Castlecroft is a suburb of Wolverhampton, West Midlands, located on the edge of the city, WSW of the city centre. It is situated where the Merry Hill, and Tettenhall Wightwick wards meet, and also borders South Staffordshire.

==History==
The name Castlecroft is derived from Castlecroft House, a large house and former hotel that was converted into flats in 2004/2005.

==Demography==
The plurality (23%) of Castlecroft's population is aged between 25 and 44. 16.3% of Castlecroft's population is aged over 75, compared with just 7.8% for Wolverhampton as a whole. The majority of people in Castlecroft (82.2%) classify their religion as Christian.

==Housing and amenities==
It has two distinct estates, divided by a former railway line. The eastern part is mostly 1930s private housing, the western part mostly 1950s council housing.
There are several houses in the area, notably Castlecroft Gardens, constructed by Major Kenneth Hutchinson Smith from reclaimed bricks and timber.
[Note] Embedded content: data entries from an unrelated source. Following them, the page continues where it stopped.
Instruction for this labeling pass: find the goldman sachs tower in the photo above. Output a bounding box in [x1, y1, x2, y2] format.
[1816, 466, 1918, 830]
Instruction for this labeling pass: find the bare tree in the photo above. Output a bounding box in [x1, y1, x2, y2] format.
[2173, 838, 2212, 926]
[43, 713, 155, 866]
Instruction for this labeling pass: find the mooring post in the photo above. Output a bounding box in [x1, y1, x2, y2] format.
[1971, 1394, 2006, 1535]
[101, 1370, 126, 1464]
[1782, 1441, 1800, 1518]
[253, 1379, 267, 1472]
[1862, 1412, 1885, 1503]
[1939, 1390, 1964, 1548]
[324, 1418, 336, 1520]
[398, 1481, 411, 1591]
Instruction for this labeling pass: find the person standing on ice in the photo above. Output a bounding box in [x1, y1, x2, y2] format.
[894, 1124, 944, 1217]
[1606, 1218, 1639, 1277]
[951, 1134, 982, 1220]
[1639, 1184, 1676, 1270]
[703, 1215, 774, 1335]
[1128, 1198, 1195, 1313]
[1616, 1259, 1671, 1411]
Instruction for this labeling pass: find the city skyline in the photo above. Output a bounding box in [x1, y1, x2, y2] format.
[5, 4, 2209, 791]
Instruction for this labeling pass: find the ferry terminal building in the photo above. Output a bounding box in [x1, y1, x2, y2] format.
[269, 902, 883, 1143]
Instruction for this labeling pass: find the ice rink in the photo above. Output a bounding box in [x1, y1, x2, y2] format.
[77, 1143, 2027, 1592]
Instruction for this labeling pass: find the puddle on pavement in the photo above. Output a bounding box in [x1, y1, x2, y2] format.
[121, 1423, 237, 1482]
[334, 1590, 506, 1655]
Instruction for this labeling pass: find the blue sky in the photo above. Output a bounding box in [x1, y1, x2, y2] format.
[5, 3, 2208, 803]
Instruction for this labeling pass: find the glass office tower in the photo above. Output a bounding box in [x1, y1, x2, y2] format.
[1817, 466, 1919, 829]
Smestow Academy and Castlecroft Primary school are located here. Bhylls Acre Primary school is also in the area, but thanks to historical accident, it falls under the jurisdiction of Staffordshire County Council.

Castlecroft has a shopping arcade at Windmill Lane, as well as The Firs pub.

==Sport==
A.F.C. Wulfrunians football club, an association football club who currently play in the Midland Football League, are based here, at the Castlecroft Stadium. Wolverhampton Rugby Union Football Club and Wolves Women are also based at the same location.